Heather Conwell, Downey’s chief nursing officer, said the hospital’s experiences with foreign nurses weren’t ideal. Several Filipino doctors retrained as nurses couldn’t quite make the transition, she said, and a pair of Canadian nurses quit in mid-contract because, the hospital was told, Downey wasn’t “close enough to the beach.”
Downey now pays one of its nurses to teach at Cerritos College and contributes to a nursing student scholarship with the East Los Angeles Community Union at East L.A. College. In exchange, the hospital is able to hire 45 new nurses from the two campuses each year, asking for a one- to two-year commitment.
“We found we get a bigger bang for the buck with these two strategies,” Conwell said. “We serve a Hispanic population, but very few international nurses speak Spanish. By recruiting in East L.A., we also get nurses who are culturally sensitive to our population.”

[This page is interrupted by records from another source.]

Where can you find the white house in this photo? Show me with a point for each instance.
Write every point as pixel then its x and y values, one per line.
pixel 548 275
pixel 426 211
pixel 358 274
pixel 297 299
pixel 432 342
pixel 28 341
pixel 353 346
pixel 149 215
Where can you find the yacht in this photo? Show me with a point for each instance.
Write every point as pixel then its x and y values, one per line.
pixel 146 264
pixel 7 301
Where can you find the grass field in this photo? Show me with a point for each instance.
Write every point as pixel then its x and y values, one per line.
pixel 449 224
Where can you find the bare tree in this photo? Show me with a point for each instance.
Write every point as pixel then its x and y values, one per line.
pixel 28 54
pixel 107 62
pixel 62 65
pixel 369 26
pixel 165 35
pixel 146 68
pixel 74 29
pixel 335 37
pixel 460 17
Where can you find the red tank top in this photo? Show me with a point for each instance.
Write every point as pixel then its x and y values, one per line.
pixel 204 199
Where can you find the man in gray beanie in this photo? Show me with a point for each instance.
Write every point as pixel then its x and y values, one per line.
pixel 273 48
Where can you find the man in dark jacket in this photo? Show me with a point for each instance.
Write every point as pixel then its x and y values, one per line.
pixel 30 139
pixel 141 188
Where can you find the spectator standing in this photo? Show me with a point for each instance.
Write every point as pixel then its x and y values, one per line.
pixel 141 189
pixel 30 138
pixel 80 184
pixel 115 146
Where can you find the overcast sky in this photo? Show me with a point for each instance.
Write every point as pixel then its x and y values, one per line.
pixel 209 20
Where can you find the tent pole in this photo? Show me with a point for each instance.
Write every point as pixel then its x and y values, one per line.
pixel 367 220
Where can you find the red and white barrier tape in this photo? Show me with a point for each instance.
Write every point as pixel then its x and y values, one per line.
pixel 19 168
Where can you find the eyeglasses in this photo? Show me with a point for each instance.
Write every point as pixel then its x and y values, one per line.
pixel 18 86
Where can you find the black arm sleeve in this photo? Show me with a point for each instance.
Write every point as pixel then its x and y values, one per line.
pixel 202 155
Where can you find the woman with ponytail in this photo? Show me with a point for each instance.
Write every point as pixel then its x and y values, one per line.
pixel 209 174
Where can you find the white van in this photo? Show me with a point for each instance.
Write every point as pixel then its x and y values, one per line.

That includes young women like Gutierrez, a 22-year-old Fresno native who distributes meal trays and performs other jobs as a student worker at Downey. She plans to apply for the hospital’s scholarship to help her finish nursing school.
Gutierrez was first exposed to nursing by her mother, who worked in the field in Mexico for 20 years. But it was a personal experience with caring nurses during her gallbladder surgery five years ago that clinched her decision to enter the field.
Gutierrez said her mother also wants to return to nursing but hasn’t yet passed the U.S. licensing exams.
If her mother, now a U.S. citizen, could win a little financial help to pay for a review course, Gutierrez said, that would be one more nurse to help fill the shortage.
“It doesn’t make sense to help foreign nurses come here, when we can help our own,” she said.